Cuba stops U.S. mail in new hiccup in relations
HAVANA (Reuters) - Cuba has suspended postal deliveries to the United States, its mail firm said on Friday, in a step backward for ties between neighboring countries that have made cautious progress in repairing a Cold War-era rift.
Mail services across the 90 miles of sea that separates the Caribbean island from the coast of Florida, where more than 1 million people of Cuban origin live, were suspended in 1963 following Cuba's communist revolution.
Talks between the government of U.S. President Barack Obama and Cuba's communist leadership led to the resumption of deliveries via third countries such as Mexico and Canada in 2009. Direct deliveries were under discussion.
"Until further notice Cuban post offices cannot keep accepting any type of mail for the United States," the Cuban postal company said in a statement read on state TV. It apologized to customers for the inconvenience.
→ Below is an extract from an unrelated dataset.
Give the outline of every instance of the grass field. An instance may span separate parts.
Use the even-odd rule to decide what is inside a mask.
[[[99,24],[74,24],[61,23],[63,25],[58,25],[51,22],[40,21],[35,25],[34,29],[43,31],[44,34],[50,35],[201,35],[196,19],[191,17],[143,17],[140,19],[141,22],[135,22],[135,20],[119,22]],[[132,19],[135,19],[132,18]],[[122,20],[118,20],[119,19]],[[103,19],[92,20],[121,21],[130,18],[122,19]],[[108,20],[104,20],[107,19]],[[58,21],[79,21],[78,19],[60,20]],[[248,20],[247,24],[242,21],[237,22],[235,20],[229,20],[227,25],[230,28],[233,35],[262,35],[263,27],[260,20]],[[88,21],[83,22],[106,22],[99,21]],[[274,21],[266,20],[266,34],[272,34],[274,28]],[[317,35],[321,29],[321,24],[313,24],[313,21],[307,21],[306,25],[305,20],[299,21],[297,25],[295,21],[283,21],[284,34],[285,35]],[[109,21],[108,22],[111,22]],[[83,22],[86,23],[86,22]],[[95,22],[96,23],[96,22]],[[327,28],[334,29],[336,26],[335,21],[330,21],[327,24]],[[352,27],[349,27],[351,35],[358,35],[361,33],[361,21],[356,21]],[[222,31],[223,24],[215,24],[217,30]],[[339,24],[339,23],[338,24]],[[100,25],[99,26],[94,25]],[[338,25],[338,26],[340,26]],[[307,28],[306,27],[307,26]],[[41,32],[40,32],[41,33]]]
The suspension follows a slowdown in services after the United States in November applied stricter anti-terrorism measures to mail deliveries from many countries including Cuba. At that time Washington requested that parcels not be sent for one month.
As a result of the security measures, the Cuban postal company said, large numbers of letters and parcels have been refused entry into the United States and returned to Cuba via third countries' airlines. That has likely made the service more costly.
A spokesman at the U.S. Postal Service said the organization was aware the security measures were causing problems for deliveries from several countries and said there were no specific restrictions on Cuba.
"The U.S. Postal Service continues to accept mail, letters and packages arriving to the United States" from Cuba, said spokesman Dave Lewin.
Obama's decision to renew postal services to and from Cuba was seen as a move toward repairing ties between the countries. Last week, Washington announced it was easing rules restricting travel by U.S. citizens to Cuba but stopped short of allowing normal tourism to the island.
Under President Raul Castro, who took over from his brother Fidel in 2009, Cuba has freed dozens of political prisoners and begun modest reforms to revitalize the economy.
A five-decade U.S. trade embargo on the nation of 11 million people is still mostly intact, but Obama has authorized more cash remittances to the island.